Responsible code is modular, consistent, and testable code. These qualities drastically improve the ability of everyone to work with it, ensuring faster development cycles, reduced bugs, and generally improving the quality of a product from end-to-end. Not to mention that developers are happier working on project that has been well-maintained.
Sustainable software depends on responsible code, and software is only sustainable in so far as it can be easily maintained -- updated, refactored, extended, repurposed -- and this doesn't come without a little overhead.
To ensure your software is maintainable, production code should pass through a few sets of eyes. Junior programmers need leads they can emulate, and your leads need to be able to conduct helpful and stringent code reviews quickly and frequently. Code review cannot be two-hour sessions every time a developer merges a branch. Real projects have real budgets and deadlines and can't sustain big block reviews on top of the standups, one-to-ones, and every other meeting looking to take away precious development time.
Leads need to be able to run through code reviews quickly and effetively communicate key concepts to developers to be able to implement immediately. If a concept goes beyond what the developer is comfortable with, schedule a lunch and learn on that topic and invite all those who want a refresher. The idea is that your programmers want to become better at writing maintainable code.
Knowing what not to do only comes from experience -- the experience of having done things that you thought were smart, or clever, or correct, only to find yourself or others stumbling over them months later. Instead of setting up your developers to have to individually stumble through this process on their own during a development sprint, have your team leads write less code and act more in a mentorship role, catching flaws early on.

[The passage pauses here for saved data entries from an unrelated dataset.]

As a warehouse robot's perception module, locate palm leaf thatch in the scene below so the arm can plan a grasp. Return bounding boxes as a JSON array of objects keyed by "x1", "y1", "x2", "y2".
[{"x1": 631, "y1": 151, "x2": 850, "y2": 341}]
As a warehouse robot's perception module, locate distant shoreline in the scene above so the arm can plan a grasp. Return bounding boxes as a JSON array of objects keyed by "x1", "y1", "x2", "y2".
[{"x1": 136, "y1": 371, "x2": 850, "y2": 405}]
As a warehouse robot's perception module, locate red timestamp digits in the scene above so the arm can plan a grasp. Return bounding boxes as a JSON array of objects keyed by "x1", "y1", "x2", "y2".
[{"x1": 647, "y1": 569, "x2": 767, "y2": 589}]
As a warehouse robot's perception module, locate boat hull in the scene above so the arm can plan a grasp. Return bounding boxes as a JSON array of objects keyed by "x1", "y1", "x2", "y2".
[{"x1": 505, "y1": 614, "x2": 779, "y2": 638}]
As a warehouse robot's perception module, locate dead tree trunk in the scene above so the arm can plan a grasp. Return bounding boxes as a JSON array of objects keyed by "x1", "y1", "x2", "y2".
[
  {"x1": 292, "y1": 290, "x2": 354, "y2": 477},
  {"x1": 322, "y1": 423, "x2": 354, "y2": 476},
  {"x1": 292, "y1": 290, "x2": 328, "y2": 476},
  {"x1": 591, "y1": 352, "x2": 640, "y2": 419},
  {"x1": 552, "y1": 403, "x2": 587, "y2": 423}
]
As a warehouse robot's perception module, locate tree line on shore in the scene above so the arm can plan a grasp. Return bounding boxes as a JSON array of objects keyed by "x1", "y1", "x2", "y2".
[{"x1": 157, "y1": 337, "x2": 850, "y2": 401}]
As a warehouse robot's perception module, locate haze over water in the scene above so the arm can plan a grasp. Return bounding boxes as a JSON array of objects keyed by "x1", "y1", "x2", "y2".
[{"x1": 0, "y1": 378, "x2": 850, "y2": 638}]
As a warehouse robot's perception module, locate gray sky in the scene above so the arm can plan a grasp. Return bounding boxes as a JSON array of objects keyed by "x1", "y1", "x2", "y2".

I've been told that all CS grads have had this bit drilled in their head from day one. "Divide and conquor", "Cohesive and Decoupled". It boggles my mind how few programmers actually take this to heart. Perhaps because they are working in new langauges and never cared to fully internalize how to properly write modular code in that language or framework. Perhaps because they did not feel they had the time to write better code. Perhaps because they're following a lead or architect who never called them out in a code review.
A simple way of knowing if your code is cohesive is to try to pull it out of first application and see if it still works. Another way is to unit test it. Even if you don't have unit testing framework and process in place (and why not?) you can still test it in isolation, or at least think about what the critical tests would be. What will happen in edge cases? What happens when dependencies aren't met? Testable code is a great first step towards maintainable code.
If you want your team to be agile, your codebase needs to be consistent. Every time a programmer sees something for the first time, you lose out of productivity. Every time you force a programmer to have to think about a new situation or pattern, you lose out on productivity. Every time you force a programmer to work in an environment that is foreign to them, you lose out of productivity.
I'm sure many new programmers take pride in their ability to jump in, sink their teeth in and hack a solution -- they might even be able to get it done in record time! But as these programmers become more experienced, they will learn to appreciate that what they only did was make their manager temporarily happy at the cost of accrueing technical debt for the rest of the team. And this leads to much sadness for everyone.
All code should look like it was written by the same person. Please. Have your architects and leads agree on strict rules, and enforce the syntax rules in your linters. Have your architects and leads agree on dominant coding patterns, and have them reinforced in all code reviews. When code is consistent, programmers are able to focus without distraction. That's where you see productivity.